16-785 Integrated Intelligence in Robotics: Vision-and-Language Planning / Spring 2024
Time: Mondays, Wednesdays 11:00AM - 12:20PM
Location: Newell-Simon Hall (NSH) 3002
Office Hours: By Appointment
Canvas: Link
Course Description
This is a project-oriented seminar course that covers interdisciplinary topics on cognitive intelligence in robotic systems. Cognitive abilities constitute high-level, humanlike intelligence that exhibits reasoning or problem-solving skills. Such abilities as semantic perception, use of language, and task planning can be built on top of low-level robot autonomy. The topics covered generally bridge across multiple technical areas, for example, vision-language intersection and language-action/plan grounding.
The project theme in Spring 2024 is filmmaking that presents various robotics and machine learning challenges ranging from content generation such as scenario generation or scene/video synthesis/editing to robotics automation such as autonomous camera control or autonomous stop-motion control. The class will study both recent and seminal works in the field of intelligent robotics. The learning objectives of class projects will also put a special emphasis on research skills, e.g., problem formulation, literature review, ideation, evaluation planning, results analysis, and hypothesis verification. The course is discussion intensive, and thus attendance is required.
Spring 2024 Project: Filmmaking using AI & Robotics
Guillermo del Toro’s Pinocchio (2022), an Oscar nominated stop motion animation movie, took 15 years to make with a budget estimated over 35 million dollars. Another celebrated motion picture, Loving Vincent (2017), was fully hand painted by 152 artists and its production took 7 years, costing 5.5 million dollars. In this class, we will develop and experiment ideas to make such films using AI and robotics technologies. Course topics include language models, vision-language models, planning, and learning in the context of robotics.
Examples of class projects include painted movies (robot painting), stop motion movies (manipulation), animation (text to image/video generation), directing (direction following), and robotic cinematography. The final projects will be premiered at the end of the semester.
Pre-requisites
There are no explicit prerequisites for this class, but a general background knowledge in AI and machine learning is assumed.
Course Goals
In this course, we will strive to answer the following research questions and beyond towards the goal of developing cognitive capabilities on robots.
- How can we make robots to perform tasks following natural language instructions?
- How can we develop robots that can describe in natural language what they perceive through vision or explain what they are doing and why?
- How can we fuse information coming in multiple modalities, e.g., language and images, to understand context-aware, semantic meanings of sensory data?
- How do we measure the quality of information translated between different modalities, e.g., how do we measure the quality of language description given an image? What are the limitations and shortcomings of existing metrics?

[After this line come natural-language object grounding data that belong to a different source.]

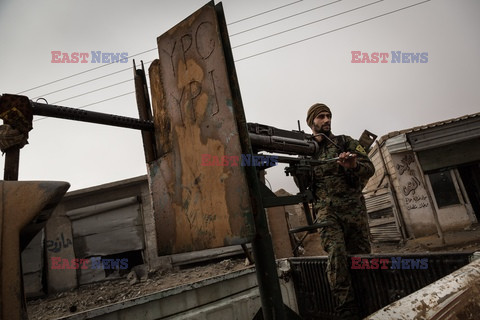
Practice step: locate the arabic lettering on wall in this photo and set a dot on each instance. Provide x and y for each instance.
(59, 244)
(413, 190)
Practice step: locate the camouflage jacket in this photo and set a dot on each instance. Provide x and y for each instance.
(336, 186)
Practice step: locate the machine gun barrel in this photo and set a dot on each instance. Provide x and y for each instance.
(271, 139)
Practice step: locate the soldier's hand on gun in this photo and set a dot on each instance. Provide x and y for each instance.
(347, 160)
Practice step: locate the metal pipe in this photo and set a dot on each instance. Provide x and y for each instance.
(49, 110)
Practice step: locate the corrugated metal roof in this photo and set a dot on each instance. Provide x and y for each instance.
(428, 126)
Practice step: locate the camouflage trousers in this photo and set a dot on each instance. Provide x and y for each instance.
(347, 234)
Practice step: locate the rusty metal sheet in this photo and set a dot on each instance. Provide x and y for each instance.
(24, 209)
(196, 206)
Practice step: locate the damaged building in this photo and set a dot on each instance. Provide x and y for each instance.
(427, 180)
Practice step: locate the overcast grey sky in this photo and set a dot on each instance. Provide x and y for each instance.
(283, 67)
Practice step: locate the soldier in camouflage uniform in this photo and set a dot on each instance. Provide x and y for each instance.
(339, 200)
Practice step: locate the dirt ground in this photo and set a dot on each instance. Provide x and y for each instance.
(104, 293)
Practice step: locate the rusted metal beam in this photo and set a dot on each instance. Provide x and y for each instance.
(144, 112)
(54, 111)
(12, 160)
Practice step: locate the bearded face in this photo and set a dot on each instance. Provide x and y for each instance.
(322, 123)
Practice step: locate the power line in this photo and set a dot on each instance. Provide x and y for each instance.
(307, 24)
(99, 89)
(245, 58)
(264, 12)
(94, 103)
(84, 82)
(285, 18)
(81, 83)
(82, 72)
(331, 31)
(146, 51)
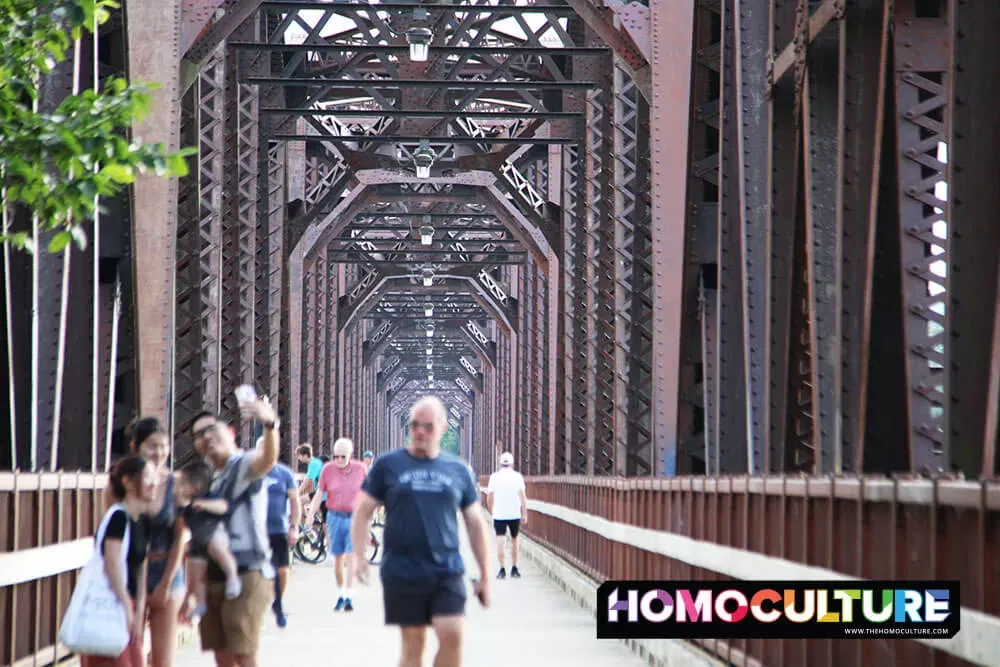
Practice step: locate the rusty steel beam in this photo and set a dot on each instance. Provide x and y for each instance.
(923, 106)
(152, 56)
(730, 407)
(828, 11)
(601, 21)
(974, 161)
(671, 38)
(822, 114)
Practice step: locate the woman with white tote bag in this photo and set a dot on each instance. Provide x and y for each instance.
(103, 623)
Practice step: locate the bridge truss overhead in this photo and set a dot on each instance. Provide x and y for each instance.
(628, 240)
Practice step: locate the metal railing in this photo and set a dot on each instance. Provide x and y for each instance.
(787, 528)
(47, 523)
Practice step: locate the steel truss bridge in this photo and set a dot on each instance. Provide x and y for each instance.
(721, 268)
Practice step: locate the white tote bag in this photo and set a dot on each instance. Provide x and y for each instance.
(96, 622)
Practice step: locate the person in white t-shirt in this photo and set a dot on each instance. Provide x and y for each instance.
(507, 501)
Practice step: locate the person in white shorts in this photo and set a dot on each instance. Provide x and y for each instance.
(507, 501)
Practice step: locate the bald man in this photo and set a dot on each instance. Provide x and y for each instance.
(341, 481)
(423, 575)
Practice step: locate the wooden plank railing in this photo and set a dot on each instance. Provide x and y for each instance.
(789, 528)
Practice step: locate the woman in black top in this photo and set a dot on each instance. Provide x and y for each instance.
(132, 483)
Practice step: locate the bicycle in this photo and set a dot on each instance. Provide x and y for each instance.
(312, 544)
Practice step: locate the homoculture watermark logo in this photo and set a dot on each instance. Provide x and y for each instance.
(777, 609)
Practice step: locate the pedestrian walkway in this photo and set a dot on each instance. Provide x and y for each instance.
(530, 616)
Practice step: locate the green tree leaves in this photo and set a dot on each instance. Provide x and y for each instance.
(450, 442)
(57, 164)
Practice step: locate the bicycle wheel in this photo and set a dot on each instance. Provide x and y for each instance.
(311, 547)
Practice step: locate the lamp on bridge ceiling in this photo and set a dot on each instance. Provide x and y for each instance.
(419, 40)
(423, 158)
(426, 232)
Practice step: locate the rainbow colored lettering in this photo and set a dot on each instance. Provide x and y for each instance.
(791, 609)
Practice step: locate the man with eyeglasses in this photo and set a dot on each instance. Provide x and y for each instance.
(423, 582)
(341, 481)
(231, 627)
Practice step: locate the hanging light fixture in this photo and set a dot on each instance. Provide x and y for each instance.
(423, 158)
(419, 40)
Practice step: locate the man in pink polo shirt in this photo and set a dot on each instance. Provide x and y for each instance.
(341, 481)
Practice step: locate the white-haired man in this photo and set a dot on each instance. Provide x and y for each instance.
(507, 501)
(423, 582)
(341, 481)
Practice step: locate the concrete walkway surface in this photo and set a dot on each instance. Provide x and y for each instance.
(531, 622)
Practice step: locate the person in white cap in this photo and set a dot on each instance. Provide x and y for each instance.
(507, 500)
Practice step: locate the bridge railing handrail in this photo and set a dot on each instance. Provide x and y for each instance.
(690, 528)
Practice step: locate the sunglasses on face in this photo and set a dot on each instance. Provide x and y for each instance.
(203, 432)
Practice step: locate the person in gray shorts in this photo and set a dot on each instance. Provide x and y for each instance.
(203, 517)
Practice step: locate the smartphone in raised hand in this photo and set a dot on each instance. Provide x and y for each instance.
(245, 394)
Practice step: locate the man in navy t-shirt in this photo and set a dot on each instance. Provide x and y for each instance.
(422, 571)
(283, 512)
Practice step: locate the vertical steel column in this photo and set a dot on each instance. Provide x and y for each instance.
(923, 104)
(822, 114)
(753, 136)
(566, 460)
(233, 312)
(699, 380)
(975, 244)
(521, 362)
(599, 445)
(633, 298)
(153, 55)
(525, 363)
(785, 166)
(539, 369)
(867, 40)
(188, 399)
(50, 274)
(329, 389)
(672, 23)
(307, 414)
(731, 408)
(247, 149)
(211, 107)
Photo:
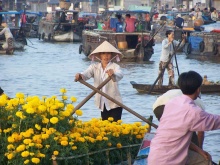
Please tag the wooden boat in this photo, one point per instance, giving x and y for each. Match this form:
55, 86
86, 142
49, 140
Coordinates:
135, 46
19, 39
59, 29
145, 88
204, 45
128, 43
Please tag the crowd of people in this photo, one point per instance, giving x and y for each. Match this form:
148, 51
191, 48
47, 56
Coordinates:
128, 23
211, 14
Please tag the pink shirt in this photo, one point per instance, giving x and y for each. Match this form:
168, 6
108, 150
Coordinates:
180, 118
130, 25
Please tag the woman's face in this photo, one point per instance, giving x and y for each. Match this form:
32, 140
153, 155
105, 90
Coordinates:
171, 35
105, 57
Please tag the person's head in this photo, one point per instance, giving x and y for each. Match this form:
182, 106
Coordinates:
1, 91
169, 34
4, 24
118, 16
178, 15
106, 52
105, 57
128, 15
190, 83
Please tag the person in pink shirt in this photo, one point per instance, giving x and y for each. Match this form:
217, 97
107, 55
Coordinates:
130, 23
181, 117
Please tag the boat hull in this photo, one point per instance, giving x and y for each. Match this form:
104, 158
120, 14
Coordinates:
145, 88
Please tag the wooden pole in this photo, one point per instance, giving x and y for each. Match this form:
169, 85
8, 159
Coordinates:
118, 103
90, 95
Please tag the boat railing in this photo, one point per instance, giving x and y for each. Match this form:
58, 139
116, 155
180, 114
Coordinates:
124, 154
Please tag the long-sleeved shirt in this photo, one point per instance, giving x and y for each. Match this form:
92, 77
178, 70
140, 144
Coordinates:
214, 16
167, 49
7, 33
111, 88
180, 118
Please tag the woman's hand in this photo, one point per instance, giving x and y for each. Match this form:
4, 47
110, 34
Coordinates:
110, 72
78, 76
206, 155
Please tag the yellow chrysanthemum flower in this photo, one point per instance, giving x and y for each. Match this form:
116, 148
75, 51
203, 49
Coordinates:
64, 97
45, 136
25, 154
56, 153
35, 160
74, 148
27, 141
64, 143
10, 156
10, 147
63, 90
19, 95
30, 110
37, 126
54, 120
73, 99
26, 161
79, 112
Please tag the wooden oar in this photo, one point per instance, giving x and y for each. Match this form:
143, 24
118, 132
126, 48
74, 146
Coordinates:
163, 69
118, 103
90, 95
176, 60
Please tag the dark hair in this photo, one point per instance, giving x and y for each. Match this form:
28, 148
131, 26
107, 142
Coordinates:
168, 32
1, 91
189, 82
128, 15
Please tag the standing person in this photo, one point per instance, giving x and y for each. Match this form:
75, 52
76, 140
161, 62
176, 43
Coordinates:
147, 26
180, 118
1, 11
106, 53
130, 23
8, 36
179, 22
167, 51
198, 14
214, 15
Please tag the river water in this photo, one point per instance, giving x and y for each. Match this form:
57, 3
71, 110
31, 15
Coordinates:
43, 68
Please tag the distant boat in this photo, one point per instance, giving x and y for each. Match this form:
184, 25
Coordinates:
60, 29
19, 39
204, 45
145, 88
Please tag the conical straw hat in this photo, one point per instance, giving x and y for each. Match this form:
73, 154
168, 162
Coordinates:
105, 47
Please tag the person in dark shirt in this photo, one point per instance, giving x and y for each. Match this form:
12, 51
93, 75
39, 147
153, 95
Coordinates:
179, 21
1, 11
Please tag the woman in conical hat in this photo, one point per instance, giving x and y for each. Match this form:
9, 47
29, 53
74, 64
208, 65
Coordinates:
105, 53
106, 47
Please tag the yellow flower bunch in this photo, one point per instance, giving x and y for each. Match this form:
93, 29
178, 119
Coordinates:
33, 129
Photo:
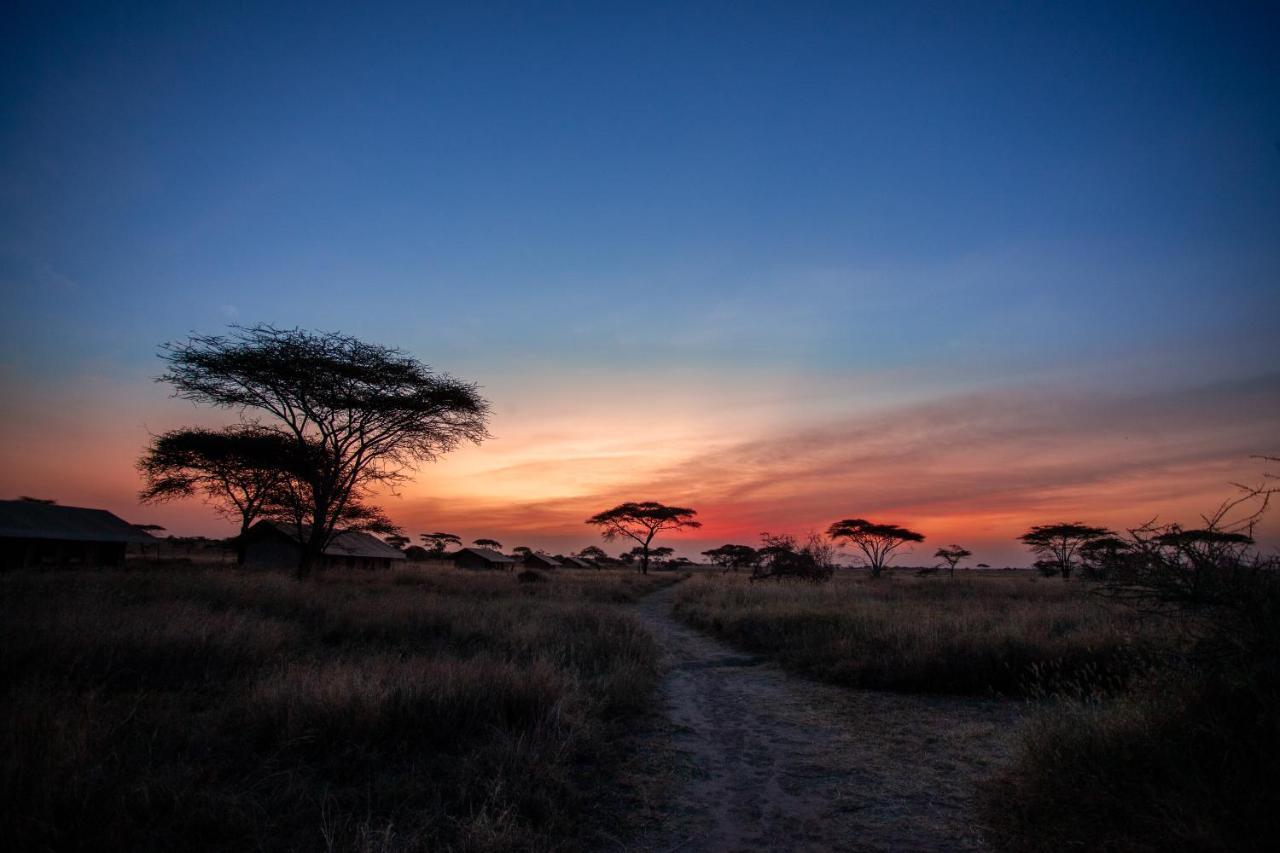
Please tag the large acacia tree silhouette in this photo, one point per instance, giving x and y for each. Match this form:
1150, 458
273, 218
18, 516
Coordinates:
360, 414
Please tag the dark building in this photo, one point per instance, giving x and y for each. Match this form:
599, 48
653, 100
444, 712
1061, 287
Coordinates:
46, 534
273, 544
540, 561
483, 559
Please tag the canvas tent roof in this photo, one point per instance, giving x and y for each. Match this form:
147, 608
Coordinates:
346, 543
32, 520
487, 553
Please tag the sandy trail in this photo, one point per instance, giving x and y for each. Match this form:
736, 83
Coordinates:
769, 761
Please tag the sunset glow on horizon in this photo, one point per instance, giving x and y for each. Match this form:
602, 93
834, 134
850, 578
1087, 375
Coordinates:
780, 265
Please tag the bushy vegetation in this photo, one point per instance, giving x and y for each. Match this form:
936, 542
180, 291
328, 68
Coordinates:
1187, 760
1005, 634
214, 710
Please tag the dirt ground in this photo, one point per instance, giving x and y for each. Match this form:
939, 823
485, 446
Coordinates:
759, 760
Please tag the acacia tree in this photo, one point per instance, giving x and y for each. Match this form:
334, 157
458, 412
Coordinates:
1059, 544
238, 470
438, 542
952, 555
731, 557
641, 521
876, 541
364, 414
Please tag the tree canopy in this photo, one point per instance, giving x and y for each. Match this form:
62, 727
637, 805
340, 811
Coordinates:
1057, 546
731, 557
641, 521
876, 541
238, 470
364, 414
952, 555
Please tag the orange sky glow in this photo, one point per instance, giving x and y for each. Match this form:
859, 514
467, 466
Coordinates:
974, 469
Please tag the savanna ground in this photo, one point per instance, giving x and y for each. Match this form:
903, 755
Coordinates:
170, 707
168, 710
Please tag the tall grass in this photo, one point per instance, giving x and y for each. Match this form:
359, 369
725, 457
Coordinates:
984, 634
218, 710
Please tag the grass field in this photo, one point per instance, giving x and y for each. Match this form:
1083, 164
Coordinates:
215, 710
1002, 633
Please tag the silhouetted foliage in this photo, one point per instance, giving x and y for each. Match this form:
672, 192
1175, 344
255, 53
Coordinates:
1057, 546
362, 414
731, 557
641, 521
238, 470
782, 557
876, 541
952, 555
438, 542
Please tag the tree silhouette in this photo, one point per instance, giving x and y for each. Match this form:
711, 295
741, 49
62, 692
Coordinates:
438, 542
731, 557
952, 555
876, 541
366, 413
641, 521
238, 470
1059, 544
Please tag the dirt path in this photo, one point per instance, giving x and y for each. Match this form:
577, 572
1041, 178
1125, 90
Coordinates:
768, 761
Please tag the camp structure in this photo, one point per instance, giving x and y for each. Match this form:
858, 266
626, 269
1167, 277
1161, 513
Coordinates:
33, 533
273, 544
483, 559
535, 560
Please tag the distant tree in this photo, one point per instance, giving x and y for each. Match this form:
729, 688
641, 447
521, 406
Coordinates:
1057, 546
641, 521
876, 541
362, 414
731, 557
238, 470
1104, 556
952, 555
438, 542
782, 557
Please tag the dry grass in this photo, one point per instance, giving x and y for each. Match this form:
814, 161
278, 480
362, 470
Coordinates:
974, 634
216, 710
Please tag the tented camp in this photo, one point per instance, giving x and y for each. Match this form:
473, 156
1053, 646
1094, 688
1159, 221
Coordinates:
483, 559
272, 544
46, 534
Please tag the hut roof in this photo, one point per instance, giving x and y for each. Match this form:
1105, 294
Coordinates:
344, 543
32, 520
488, 555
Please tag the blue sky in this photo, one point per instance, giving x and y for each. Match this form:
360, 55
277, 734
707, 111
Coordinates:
919, 199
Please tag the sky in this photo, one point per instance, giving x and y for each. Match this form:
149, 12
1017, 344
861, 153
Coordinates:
959, 267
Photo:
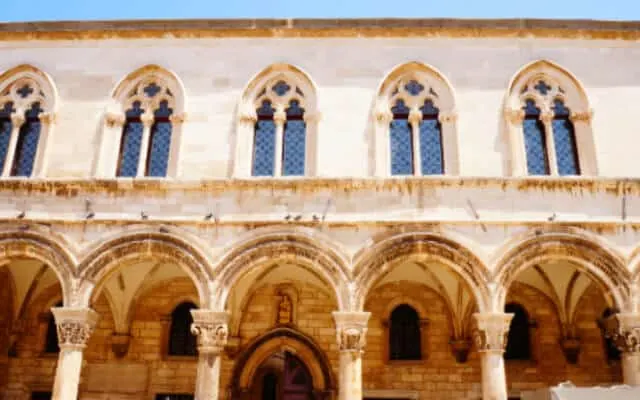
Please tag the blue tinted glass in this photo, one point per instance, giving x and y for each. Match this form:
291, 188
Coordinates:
431, 147
565, 141
27, 144
130, 148
401, 148
160, 142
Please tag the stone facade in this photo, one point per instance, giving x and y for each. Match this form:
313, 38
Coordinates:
309, 269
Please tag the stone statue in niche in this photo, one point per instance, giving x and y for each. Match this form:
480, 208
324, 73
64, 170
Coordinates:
285, 311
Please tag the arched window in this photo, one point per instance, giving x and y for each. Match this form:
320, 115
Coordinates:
146, 123
26, 104
277, 125
518, 340
181, 341
612, 351
404, 334
51, 341
550, 108
415, 119
280, 132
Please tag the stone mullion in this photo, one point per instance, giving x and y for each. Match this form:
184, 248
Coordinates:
211, 328
351, 331
491, 341
17, 120
74, 326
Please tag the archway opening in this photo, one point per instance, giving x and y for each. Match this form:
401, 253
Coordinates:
282, 376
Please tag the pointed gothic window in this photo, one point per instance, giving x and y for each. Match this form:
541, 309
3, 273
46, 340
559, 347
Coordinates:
518, 340
279, 147
181, 341
404, 334
26, 102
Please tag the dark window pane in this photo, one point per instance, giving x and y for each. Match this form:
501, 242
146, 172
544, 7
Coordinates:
51, 344
160, 142
404, 334
565, 141
535, 141
27, 144
518, 342
181, 341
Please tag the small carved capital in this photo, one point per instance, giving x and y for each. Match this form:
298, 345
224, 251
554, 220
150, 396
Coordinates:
351, 330
74, 326
584, 116
624, 329
211, 329
491, 332
17, 120
514, 116
114, 120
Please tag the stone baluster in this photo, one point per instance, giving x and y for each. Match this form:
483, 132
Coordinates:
491, 340
74, 326
211, 329
351, 331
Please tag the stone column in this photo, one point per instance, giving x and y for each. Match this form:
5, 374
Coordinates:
491, 340
624, 329
211, 329
351, 332
74, 326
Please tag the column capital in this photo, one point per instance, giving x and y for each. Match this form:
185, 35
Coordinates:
211, 329
624, 329
74, 326
491, 331
351, 330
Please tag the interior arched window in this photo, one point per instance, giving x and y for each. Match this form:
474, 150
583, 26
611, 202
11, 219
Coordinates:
404, 334
279, 147
415, 131
51, 340
612, 351
181, 341
518, 340
25, 108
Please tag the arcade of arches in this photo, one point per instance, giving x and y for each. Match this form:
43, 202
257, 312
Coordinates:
400, 324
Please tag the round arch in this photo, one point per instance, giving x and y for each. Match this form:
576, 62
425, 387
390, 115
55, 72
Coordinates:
100, 262
50, 249
603, 264
372, 263
306, 248
279, 339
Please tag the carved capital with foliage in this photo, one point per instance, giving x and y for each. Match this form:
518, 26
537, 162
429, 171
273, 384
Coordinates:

- How can we make use of semantic information digested from raw sensory inputs in the process of planning to solve a problem/task?
- How do we measure the performance of computer vision algorithms outside benchmark datasets, e.g., on robots?
- How should learned knowledge be stored? Do we need a universal representation for knowledge?
- How can we make robots learn to improve over time, e.g., by learning new skills?
Using these research questions, we will learn to follow basic steps of conducting research through class projects.
Policies
Academic Integrity
We formally follow the guidelines in the CMU's academic integrity policy
Reasonable Person Principle (RPP)
We informally follow Reasonable Person Principle (RPP), a base culture of CMU's School of Computer Science, where everyone gives/gets the benefit of doubt for trying to be reasonable. The four rules of RPP are the following:
- Everyone will be reasonable.
- Everyone expects everyone else to be reasonable.
- No one is special.
- Do not be offended if someone suggests you're not being reasonable.
Extensions and Late Assignments
Each student will have up to 5 days of grace that can be used for any homework in whatever way without a penalty (Note that there will NOT be any extension for final project presentation and report). For example, you can use all of the 5 days for the first homework assignment, or split into 2 and 3 days to use for the first and the second assignments, respectively. After the 5 grace days have been used up, there will be no additional extensions; 50% will be deducted 1 day after a due date, and no points will be given after 2 days.